Since the federal election was decided, the focus has quickly shifted to policy for the government, keen to capitalise on its renewed mandate.
Written By Tony D’Agostino – Director
One of these policies is generating significant debate and concern in some quarters, not only for its immediate impact but also its implications.
Proposed Division 296 or the tax on wealthy superannuants, seeks to impose an additional tax of 15% on the earnings of super balances greater than $3 million.
Whilst this move of itself seems uncontroversial, one aspect is the extra 15% will apply to all income including unrealised capital gains.
Yes, you read correctly – unrealised capital gains!
Never before in our tax system has this been done. In no other area is an unrealised gain taxed. Our system is based around income realised or earned.
The concept raises a number of questions and implications:
How will the tax be funded if I have no asset sale?
Consider this – you have a property in the fund which appreciates $200,000 over the next 12 months. Without having sold the asset, the ATO will assess you with tax of $60,000. 15% plus a further 15% of the gain which you have not yet pocketed and is left in the asset at this time. Where does the $60,000 come from? Cash reserves in the fund? Further contributions?
Will I get a refund of the tax if the asset falls?
Unlikely – the current system generally does not refund but rather carries forward losses to future years. Much like carry forward losses in companies and trusts.
There are many assets in a super fund which may experience this. Think listed shares, but perhaps also shares or investments in startup enterprises whose fortunes can turn very quickly.
Losses are small consolation for having to finance a tax in a previous year.
Will this open the door to more unrealised gains taxes?
Maybe…Possibly…
Will it end with super or will it extend to investments held personally and in other entities such as trust and companies?

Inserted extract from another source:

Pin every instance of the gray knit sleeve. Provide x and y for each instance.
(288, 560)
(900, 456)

I am not in the mind of regulators, so I don’t ultimately know, but the fear is that once the Pandora’s box of unrealised gains is opened, it won’t be closed, and this government or future governments will look to tax other areas such as investment properties and perhaps even the home in such a manner.
Another issue with this legislation is the fact the $3 million threshold is not indexed as currently proposed.
This is a quiet killer, like bracket creep, inflation will bring more and more taxpayers into this net over time. If the true intention of the legislation is to tax the very rich and only them, indexation is a must. Whilst $3 million of super is a lot now, in 10 years not so much.
If the legislation was reworked to instil indexation and remove untaxing of gains, it may be workable and perhaps capable of hitting the mark of removing the incentive for big super accumulation.
Lastly, it is worth noting that if those changes were made and the super rules kept as they are with respect to contributions, fewer and fewer people would be in this bracket.
Unlike other assets, super is not something that can be handed to the next generation intact in every case. For most people, when they pass, their super balance will be paid out and moved out of the super system. This, combined with restrictive contribution rules, fewer and fewer people will be able to amass these very large balances.
As it is, this is dangerous legislation which, if passed, will cause a number of people to rethink super and ask, is it really worth it?